# Rhogam after miscarriage



## inconditus (Oct 1, 2012)

I'm still reeling from my first pregnancy and miscarriage and the topic of being RH negative comes up with my doctor. I'm on the website for rhogam right now but of course there is no real information on it. Google searching isn't getting me anywhere (albiet I'm not trying too hard) in finding out whether or not the shot is needed. I'm usually pretty weary of shots but if by chance it's a legit concern that I wouldn't be able to carry to term without it then I'd get it... but if it's like the flu shot I dont care.

Any information or help would be appreciated. Thank you <3


----------



## baileyb (Dec 22, 2010)

It depends on your situation. If you are Rh - and the father of the baby is Rh + then I would recommend getting it. If you happen to carry a Rh + baby and your blood somehow mixes, as in some sort of trauma like a car accident or whatever, then it can effect your future pregnancies. If your blood mixes with Rh+ baby's blood your body will build up antigens against + blood and any future babies you carry that have + blood, your body will attack it like it is a foreign object. This causes the baby to be anemic and can call for a whole host of not so good things like intrauterine blood transfusions, preterm labor, and I have seen one statistic that there is an 80% survival rate of babies with this sort of complication.

Sorry to be a downer. I didn't know any of this until a few weeks ago when my prenatal blood work showed I had antigens in my blood. For me it turned out to be just left over Rhogam shot from a m/c I had in May and not anything to worry about.


----------



## inconditus (Oct 1, 2012)

Thanks for the response. It seems it's not needed until my next pregnancy and not this one. I was mistaken.

Hm. I suppose from here I should just make a note that next time the husband goes to the dr. to have him get some blood taken to see if he's RH + or -.


----------



## IdentityCrisisMama (May 12, 2003)

Quote:


> Originally Posted by *inconditus*
> 
> Thanks for the response. It seems it's not needed until my next pregnancy and not this one. I was mistaken.


Really? How far along were you?


----------



## MeepyCat (Oct 11, 2006)

Inconditus, Rh sensitization issues would potentially affect your next pregnancy, but to avoid the potential for developing a sensitization, you should get the Rhogam shot as soon as possible. The Rhogam shot works by preventing antibodies from developing when the exposure to the Rh factor first occurs. Once the antibodies have developed, Rhogam won't make any difference.

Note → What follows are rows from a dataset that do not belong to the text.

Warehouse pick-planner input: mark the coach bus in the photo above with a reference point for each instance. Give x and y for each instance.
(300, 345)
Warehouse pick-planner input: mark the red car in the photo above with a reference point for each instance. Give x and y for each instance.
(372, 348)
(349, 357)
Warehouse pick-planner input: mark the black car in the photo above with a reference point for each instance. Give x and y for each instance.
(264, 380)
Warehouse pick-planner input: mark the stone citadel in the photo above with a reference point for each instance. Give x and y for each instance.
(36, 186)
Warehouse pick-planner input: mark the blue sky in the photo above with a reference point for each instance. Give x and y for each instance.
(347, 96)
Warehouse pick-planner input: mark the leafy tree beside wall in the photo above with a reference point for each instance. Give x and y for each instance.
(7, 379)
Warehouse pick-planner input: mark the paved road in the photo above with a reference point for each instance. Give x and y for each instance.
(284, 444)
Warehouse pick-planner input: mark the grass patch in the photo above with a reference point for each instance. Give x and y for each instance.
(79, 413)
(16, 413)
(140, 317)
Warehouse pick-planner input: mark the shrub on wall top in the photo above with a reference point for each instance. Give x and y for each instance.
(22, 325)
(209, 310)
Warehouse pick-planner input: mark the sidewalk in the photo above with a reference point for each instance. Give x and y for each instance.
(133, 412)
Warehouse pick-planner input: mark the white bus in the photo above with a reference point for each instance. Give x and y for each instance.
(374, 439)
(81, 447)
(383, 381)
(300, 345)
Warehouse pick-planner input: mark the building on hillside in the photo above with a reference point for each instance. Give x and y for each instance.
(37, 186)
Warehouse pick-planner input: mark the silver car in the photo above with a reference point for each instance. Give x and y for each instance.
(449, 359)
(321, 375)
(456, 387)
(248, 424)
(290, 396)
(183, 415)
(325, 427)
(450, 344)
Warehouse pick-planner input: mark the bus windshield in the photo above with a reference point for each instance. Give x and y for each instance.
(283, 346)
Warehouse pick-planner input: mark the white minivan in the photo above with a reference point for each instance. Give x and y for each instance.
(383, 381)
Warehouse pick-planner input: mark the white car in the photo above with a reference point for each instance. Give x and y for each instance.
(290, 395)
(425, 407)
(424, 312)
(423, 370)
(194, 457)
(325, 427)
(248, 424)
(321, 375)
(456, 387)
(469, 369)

If the miscarried baby was Rh+, and if there was any blood mixing during the miscarriage, you would potentially begin your next pregnancy sensitized to Rh factors, which could have serious consequences for that pregnancy.

Rh factor incompatibility can cause hemolytic disease of the newborn, which killed thousands of babies every year before Rhogam was developed. It's now possible to treat Rh factor sensitization in utero, but it's a very intensive treatment, with far greater risks then Rhogam.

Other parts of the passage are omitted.